To be fair, I paid $2.29 for a gallon of milk at Meijer this afternoon. The 2 for $4 deal seems to be over. But they did have $1 bags of goldfish, 10 for $10 avocados and 10 for $10 on Coke products (buy 10 Coke products, you even get the 11th free). And, for Quigs, Fiber One bars were on sale for $1.99 a box.

6 comments:

The Fearless Freak said...

This is why I shop at Aldi's. Milk was 1.99 but recently went up to 2.10. I buy cart loads of stuff for less than $100. Of course, it is way out of your way to go to Aldi's but the prices are seriously worth it.

Andrina said...

And there I was planning our day outing to Port Hope for this week... ;-)

makeup_girl said...

I've been finding great deals at both Meijer's and Schnucks lately! I can't remember the last time I shopped for groceries at Wal-Mart.

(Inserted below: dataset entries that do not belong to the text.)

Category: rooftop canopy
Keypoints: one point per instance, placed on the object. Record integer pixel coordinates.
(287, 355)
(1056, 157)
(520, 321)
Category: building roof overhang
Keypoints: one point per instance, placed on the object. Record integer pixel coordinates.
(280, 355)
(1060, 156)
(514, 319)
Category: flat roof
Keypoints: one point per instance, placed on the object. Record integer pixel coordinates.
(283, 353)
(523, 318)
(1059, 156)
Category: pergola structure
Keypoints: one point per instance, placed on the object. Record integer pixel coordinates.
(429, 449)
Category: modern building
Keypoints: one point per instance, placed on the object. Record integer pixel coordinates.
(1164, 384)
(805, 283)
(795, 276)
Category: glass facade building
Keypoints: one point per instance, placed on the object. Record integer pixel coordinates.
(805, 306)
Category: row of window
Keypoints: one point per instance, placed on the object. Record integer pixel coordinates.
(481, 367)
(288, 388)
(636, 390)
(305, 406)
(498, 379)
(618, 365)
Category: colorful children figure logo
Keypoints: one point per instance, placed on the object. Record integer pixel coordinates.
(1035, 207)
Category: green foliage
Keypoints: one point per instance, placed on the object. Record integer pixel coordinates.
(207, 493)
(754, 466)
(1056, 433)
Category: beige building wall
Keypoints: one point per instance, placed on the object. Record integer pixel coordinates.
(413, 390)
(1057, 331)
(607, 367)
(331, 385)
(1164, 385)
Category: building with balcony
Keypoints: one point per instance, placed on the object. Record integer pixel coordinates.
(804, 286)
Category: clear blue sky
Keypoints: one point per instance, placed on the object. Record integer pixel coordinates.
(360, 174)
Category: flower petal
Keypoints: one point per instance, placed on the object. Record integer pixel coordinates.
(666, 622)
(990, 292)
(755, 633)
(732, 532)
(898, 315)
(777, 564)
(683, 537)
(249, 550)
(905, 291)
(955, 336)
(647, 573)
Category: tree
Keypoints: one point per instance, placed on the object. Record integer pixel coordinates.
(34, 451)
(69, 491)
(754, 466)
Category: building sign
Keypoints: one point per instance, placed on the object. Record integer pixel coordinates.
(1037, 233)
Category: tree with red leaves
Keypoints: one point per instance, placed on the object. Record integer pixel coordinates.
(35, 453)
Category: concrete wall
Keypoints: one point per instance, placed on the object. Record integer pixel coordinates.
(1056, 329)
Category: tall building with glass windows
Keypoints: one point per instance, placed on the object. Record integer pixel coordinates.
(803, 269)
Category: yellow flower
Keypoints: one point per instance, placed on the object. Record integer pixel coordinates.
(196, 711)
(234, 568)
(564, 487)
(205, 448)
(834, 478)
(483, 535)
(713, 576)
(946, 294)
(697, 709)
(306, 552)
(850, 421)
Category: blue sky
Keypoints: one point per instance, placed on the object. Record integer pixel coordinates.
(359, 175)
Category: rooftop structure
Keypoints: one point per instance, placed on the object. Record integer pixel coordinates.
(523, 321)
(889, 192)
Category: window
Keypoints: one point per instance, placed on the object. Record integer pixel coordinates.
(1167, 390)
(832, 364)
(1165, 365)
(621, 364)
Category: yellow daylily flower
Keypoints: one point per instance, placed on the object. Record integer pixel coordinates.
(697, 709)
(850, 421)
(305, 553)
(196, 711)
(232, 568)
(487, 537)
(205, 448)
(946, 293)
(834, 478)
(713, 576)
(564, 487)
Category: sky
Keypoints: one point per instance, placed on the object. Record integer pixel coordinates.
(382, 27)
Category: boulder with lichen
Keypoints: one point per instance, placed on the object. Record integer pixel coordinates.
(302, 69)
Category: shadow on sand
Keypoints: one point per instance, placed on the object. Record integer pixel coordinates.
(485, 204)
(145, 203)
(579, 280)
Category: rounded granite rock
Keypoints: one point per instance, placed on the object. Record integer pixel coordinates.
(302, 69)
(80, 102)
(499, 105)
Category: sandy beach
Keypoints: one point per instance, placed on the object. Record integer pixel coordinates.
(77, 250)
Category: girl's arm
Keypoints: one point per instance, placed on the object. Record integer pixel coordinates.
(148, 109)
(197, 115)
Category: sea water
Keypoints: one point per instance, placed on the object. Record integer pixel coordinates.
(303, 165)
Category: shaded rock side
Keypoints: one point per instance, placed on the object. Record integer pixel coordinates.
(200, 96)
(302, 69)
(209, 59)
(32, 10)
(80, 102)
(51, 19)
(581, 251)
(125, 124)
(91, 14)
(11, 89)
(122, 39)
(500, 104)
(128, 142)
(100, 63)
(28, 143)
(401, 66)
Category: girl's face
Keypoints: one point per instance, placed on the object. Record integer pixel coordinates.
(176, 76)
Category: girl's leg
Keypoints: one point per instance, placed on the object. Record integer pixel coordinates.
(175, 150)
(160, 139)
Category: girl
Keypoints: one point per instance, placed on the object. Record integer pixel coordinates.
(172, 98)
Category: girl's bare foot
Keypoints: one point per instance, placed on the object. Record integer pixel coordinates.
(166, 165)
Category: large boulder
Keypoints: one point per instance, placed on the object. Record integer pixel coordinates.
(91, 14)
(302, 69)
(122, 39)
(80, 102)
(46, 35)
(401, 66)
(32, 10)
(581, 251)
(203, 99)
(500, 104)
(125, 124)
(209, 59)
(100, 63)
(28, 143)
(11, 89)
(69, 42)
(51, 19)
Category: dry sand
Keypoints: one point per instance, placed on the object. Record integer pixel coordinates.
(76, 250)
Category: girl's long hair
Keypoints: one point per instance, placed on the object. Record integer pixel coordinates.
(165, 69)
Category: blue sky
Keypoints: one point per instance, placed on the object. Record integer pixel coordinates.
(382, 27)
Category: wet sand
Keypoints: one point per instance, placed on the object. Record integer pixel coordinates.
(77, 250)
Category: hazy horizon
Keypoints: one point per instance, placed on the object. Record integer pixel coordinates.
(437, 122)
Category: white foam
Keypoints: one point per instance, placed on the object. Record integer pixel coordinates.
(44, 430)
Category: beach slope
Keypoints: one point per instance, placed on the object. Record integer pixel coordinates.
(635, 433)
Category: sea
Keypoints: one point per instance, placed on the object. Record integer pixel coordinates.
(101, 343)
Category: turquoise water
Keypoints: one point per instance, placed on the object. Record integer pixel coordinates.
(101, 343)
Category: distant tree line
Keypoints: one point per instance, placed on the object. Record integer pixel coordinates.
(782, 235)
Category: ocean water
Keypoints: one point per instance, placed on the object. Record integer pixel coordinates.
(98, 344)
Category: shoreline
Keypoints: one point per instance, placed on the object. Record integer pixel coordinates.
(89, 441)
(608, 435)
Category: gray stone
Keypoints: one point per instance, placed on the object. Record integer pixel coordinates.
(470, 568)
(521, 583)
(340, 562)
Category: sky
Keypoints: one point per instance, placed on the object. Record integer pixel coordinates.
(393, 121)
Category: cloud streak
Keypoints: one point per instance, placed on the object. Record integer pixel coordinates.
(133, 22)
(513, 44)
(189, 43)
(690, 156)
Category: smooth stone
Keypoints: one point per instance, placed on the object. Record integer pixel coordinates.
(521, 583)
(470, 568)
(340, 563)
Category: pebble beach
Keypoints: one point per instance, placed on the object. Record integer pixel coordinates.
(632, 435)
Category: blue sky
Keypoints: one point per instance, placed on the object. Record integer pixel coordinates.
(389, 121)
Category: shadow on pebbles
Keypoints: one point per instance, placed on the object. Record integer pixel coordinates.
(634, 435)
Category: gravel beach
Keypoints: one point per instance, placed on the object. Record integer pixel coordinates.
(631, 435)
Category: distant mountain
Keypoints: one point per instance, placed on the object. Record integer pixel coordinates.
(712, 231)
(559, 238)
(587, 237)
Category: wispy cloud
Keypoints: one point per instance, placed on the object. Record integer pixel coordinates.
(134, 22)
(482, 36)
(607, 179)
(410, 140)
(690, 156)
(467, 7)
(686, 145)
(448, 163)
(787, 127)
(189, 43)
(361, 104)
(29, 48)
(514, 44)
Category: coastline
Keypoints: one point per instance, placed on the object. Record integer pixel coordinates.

I tried Aldi's last year. After going to Wal-Mart and writing down the prices for what I normally bought, then going to Aldi's and writing down their prices.....the few pennies that I saved at Aldi's was not worth my time.

Anonymous said...

Makeup girl.. My husband and I did the same thing about 6 months ago and found that we'd saved almost we spent 59 at Aldi's for what we would have spent 80 bux for at Wally World. We must have been shopping for different stuff.

SunnyD said...

MacTroll and I hit Aldi's about this time last year. It was okay, but they are on the other side of town from us. So if I think of it on the way to school, I'll have to see how much of my shopping I can get done there. I think when we tried last year, we found that we could do around 40 percent of what we wanted, i.e. there were lots of snacks, cereal, milk, basic fruits, cheese and lunch meat, but the variety wasn't enough to meet the vegetarian based products we normally consume or the snobby cheese varieties we cook with, which creates the need to shop at two different stores. This is why I'm also a crappy coop shopper. I hate making two trips. But for the price breaks, you think I'd make the effort to just jump from one to the other. You know? (i.e. I'm stupid and lazy.)

The Fearless Freak said...

It is a lot easier in the winter because I can get cold stuff, then go down the street to CM and then home without making 2 trips. In the summer, I usually have to run at least the cold stuff home first. But since I bag it myself, I can put everything cold in one bag and just haul it in the house.